4. En deuxième lieu, aux termes de l'article 21 du règlement (UE) n° 604/2013 : " 1. L'État membre auprès duquel une demande de protection internationale a été introduite et qui estime qu'un autre État membre est responsable de l'examen de cette demande peut, dans les plus brefs délais et, en tout état de cause, dans un délai de trois mois à compter de la date de l'introduction de la demande au sens de l'article 20, paragraphe 2, requérir cet autre État membre aux fins de prise en charge du demandeur. / Nonobstant le premier alinéa, en cas de résultat positif ("hit") Eurodac avec des données enregistrées en vertu de l'article 14 du règlement (UE) n° 603/2013, la requête est envoyée dans un délai de deux mois à compter de la réception de ce résultat positif en vertu de l'article 15, paragraphe 2, dudit règlement. / Si la requête aux fins de prise en charge d'un demandeur n'est pas formulée dans les délais fixés par le premier et le deuxième alinéas, la responsabilité de l'examen de la demande de protection internationale incombe à l'État membre auprès duquel la demande a été introduite. (...) ".

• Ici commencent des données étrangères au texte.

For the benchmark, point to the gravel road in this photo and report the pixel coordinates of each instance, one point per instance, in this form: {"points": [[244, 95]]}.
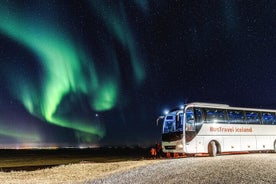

5. Il ressort des pièces du dossier, et en particulier du document intitulé " fiche décadactylaire EURODAC ", que les empreintes de l'intéressé ont été saisies puis transmises le 5 octobre 2017 pour recherches sur le fichier Eurodac et que ces recherches ont donné, le même jour, un résultat positif révélant que les empreintes de M. A... avaient déjà été relevées par les autorités italiennes, le 30 juin 2016, à l'occasion du franchissement irrégulier d'une frontière extérieure. Il ressort par ailleurs des pièces du dossier de première instance, au nombre desquelles figure un accusé de réception " DubliNet " du 14 novembre 2017, que la demande de prise en charge adressée aux autorités italiennes est effectivement intervenue le 14 novembre 2017. Dès lors, le requérant n'est pas fondé à soutenir que la demande de prise en charge adressée aux autorités italiennes n'aurait pas été effectuée dans les délais prévus à l'article 21 du règlement (UE) n° 604/2013.

6. En troisième lieu, aux termes du paragraphe 2 de l'article 3 du règlement (UE) du 26 juin 2013 : " (...) Lorsqu'il est impossible de transférer un demandeur vers l'État membre initialement désigné comme responsable parce qu'il y a de sérieuses raisons de croire qu'il existe dans cet État membre des défaillances systémiques dans la procédure d'asile et les conditions d'accueil des demandeurs, qui entraînent un risque de traitement inhumain ou dégradant au sens de l'article 4 de la charte des droits fondamentaux de l'Union européenne, l'État membre procédant à la détermination de l'État membre responsable poursuit l'examen des critères énoncés au chapitre III afin d'établir si un autre État membre peut être désigné comme responsable. / Lorsqu'il est impossible de transférer le demandeur en vertu du présent paragraphe vers un État membre désigné sur la base des critères énoncés au chapitre III ou vers le premier État membre auprès duquel la demande a été introduite, l'État membre procédant à la détermination de l'État membre responsable devient l'État membre responsable (...) ".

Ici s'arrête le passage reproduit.